Review the process conditions to determine the phase of the material (solid, liquid or gas) and what is its concentration and any impurities or mixture components. Consideration should be given also as to whether the material is a mist, fume or dust.

c) Physical and chemical properties

Determine properties such as the pH of liquids (corrosive to the skin and eyes), boiling point and vapour pressures (which can cause high airborne concentrations due to evaporation), the flammability limits and flash point of flammable materials (fire and explosion potential), and the nature and concentration of combustion products and odour.

d) Health effects

For each route of exposure consider the adverse health effects (i.e. toxic, harmful corrosive, irritating, sensitising, carcinogenic, mutagenic and teratogenic).

Step 5: Evaluate the nature of work involving Hazardous Materials

Determine what tasks are carried out where there is a potential for exposure involving hazardous materials (see requirement 19 for critical activities). For each task this should include identifying who is or might be exposed, how they might be exposed and the nature of that exposure (i.e. quantity, frequency and duration), how the material is used, whether health effects are currently present and the effectiveness of control measures currently in place. Reviewing existing standard operating procedures may provide information and involvement of personnel who carry out the tasks is essential.

Step 6: Assess the risk

Determine the credible consequences and estimate the duration and frequency of exposure and the exposure level. Use incident reports and the results of atmospheric monitoring and health surveillance programs to help quantify consequences and frequency.
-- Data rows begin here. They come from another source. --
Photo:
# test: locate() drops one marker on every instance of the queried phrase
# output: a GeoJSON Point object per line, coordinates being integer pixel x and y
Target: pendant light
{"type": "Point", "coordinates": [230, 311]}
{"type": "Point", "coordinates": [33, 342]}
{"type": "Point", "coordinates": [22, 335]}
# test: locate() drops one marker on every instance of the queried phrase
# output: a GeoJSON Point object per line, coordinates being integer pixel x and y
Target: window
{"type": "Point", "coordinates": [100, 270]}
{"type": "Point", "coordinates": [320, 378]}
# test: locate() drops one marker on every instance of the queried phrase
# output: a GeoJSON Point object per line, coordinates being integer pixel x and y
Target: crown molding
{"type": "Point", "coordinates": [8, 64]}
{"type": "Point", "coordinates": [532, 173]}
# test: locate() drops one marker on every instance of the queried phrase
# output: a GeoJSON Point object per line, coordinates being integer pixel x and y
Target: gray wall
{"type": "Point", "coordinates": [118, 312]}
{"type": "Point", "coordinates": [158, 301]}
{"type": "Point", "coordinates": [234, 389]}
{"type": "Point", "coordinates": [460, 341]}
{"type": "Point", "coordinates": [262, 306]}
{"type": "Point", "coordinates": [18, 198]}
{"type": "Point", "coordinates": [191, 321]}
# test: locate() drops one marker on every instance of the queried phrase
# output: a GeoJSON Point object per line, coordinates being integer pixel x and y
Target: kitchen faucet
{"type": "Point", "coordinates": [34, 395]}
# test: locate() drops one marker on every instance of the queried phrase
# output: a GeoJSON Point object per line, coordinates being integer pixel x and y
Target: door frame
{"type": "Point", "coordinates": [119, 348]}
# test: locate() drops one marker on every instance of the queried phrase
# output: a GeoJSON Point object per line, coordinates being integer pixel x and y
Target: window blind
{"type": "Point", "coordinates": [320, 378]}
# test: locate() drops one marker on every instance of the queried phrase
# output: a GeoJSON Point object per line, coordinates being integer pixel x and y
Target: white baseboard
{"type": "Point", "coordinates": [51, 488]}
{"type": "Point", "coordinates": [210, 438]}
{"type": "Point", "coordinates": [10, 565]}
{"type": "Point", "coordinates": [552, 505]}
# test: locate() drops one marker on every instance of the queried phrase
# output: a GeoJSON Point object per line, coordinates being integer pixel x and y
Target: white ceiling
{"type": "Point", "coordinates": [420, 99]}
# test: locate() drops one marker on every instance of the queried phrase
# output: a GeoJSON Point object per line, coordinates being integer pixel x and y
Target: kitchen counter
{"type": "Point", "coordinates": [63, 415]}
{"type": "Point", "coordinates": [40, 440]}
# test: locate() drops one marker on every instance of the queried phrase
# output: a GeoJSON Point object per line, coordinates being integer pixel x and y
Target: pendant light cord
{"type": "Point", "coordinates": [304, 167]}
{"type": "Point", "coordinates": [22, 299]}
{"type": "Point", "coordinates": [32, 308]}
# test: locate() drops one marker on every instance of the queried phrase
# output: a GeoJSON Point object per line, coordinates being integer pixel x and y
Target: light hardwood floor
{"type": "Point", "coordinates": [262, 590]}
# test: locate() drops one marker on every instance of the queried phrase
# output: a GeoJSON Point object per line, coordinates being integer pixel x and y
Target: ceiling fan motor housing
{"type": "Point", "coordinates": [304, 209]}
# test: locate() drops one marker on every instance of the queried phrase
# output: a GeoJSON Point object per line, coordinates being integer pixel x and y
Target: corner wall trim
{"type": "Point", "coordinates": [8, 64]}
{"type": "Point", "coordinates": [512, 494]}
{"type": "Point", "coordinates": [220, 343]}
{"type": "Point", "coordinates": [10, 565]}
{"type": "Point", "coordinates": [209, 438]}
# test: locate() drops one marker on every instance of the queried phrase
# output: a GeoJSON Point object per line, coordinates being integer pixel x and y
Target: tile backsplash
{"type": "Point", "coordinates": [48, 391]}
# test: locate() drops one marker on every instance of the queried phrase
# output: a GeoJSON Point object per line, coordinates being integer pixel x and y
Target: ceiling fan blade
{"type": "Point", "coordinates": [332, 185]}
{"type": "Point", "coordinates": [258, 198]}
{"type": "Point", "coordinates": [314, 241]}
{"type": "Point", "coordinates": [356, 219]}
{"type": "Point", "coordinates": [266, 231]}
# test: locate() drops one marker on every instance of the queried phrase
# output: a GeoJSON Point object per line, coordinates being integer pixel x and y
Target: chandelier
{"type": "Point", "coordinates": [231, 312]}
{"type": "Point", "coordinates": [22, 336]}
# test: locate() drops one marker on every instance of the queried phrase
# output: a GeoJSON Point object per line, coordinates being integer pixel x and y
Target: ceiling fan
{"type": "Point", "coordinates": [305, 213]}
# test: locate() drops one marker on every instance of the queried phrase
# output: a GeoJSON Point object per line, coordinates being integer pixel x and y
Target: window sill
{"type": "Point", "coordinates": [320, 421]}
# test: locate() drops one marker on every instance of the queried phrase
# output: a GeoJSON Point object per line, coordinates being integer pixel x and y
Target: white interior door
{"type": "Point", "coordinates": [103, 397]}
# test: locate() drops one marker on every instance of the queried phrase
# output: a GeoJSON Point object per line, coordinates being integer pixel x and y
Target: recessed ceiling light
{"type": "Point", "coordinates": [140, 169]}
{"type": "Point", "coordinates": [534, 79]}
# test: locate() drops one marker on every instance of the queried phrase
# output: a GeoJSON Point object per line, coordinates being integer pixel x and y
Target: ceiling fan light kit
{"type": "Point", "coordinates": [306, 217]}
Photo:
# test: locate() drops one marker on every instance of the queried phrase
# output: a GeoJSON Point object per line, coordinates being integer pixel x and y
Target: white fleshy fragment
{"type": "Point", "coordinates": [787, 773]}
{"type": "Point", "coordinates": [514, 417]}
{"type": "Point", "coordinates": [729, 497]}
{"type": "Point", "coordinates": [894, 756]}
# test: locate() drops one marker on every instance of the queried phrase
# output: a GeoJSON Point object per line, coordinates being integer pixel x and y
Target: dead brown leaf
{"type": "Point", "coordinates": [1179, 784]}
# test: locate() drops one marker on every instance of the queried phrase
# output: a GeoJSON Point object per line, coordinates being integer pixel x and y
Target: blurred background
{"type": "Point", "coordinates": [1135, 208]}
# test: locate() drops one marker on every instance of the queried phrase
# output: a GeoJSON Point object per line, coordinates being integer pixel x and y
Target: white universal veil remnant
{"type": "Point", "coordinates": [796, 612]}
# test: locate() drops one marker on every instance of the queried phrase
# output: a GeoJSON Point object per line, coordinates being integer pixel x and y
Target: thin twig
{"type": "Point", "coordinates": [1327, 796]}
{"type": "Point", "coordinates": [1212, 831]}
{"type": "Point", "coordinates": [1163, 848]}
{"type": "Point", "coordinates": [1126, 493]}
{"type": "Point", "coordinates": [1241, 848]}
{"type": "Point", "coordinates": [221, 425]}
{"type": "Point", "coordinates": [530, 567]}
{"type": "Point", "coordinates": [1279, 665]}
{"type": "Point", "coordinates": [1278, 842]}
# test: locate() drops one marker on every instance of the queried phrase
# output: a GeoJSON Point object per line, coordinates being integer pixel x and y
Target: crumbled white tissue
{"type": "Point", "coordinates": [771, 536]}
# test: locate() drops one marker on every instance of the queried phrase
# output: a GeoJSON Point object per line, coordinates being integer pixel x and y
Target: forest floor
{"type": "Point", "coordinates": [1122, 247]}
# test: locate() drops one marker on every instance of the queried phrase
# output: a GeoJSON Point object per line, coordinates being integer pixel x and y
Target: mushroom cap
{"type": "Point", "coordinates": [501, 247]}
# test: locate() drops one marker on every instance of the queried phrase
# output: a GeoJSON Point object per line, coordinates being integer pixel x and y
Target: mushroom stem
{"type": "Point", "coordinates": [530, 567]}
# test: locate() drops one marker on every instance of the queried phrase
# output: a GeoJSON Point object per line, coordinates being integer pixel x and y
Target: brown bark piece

It is also important to remember that risks may extend to personnel who have no direct involvement in the work activity by incidents involving fires and explosions and widely dispersed toxic releases.

For some hazardous materials on a site the risk profile may be similar for some or all activities and so a generic risk assessment can be carried out rather than duplicating for each activity.

Step 7: Identify Risk Controls

Controls should be identified and implemented to manage the risk so that it is eliminated or reduced to levels so that after implementation they are ALARP. The hierarchy of controls should be used to determine appropriate controls (refer to requirement 11). The controls should be communicated to those personnel likely to be exposed via documentation such as standard operating procedures, job safety analyses, permit to work documentation, safety alerts and related training programs.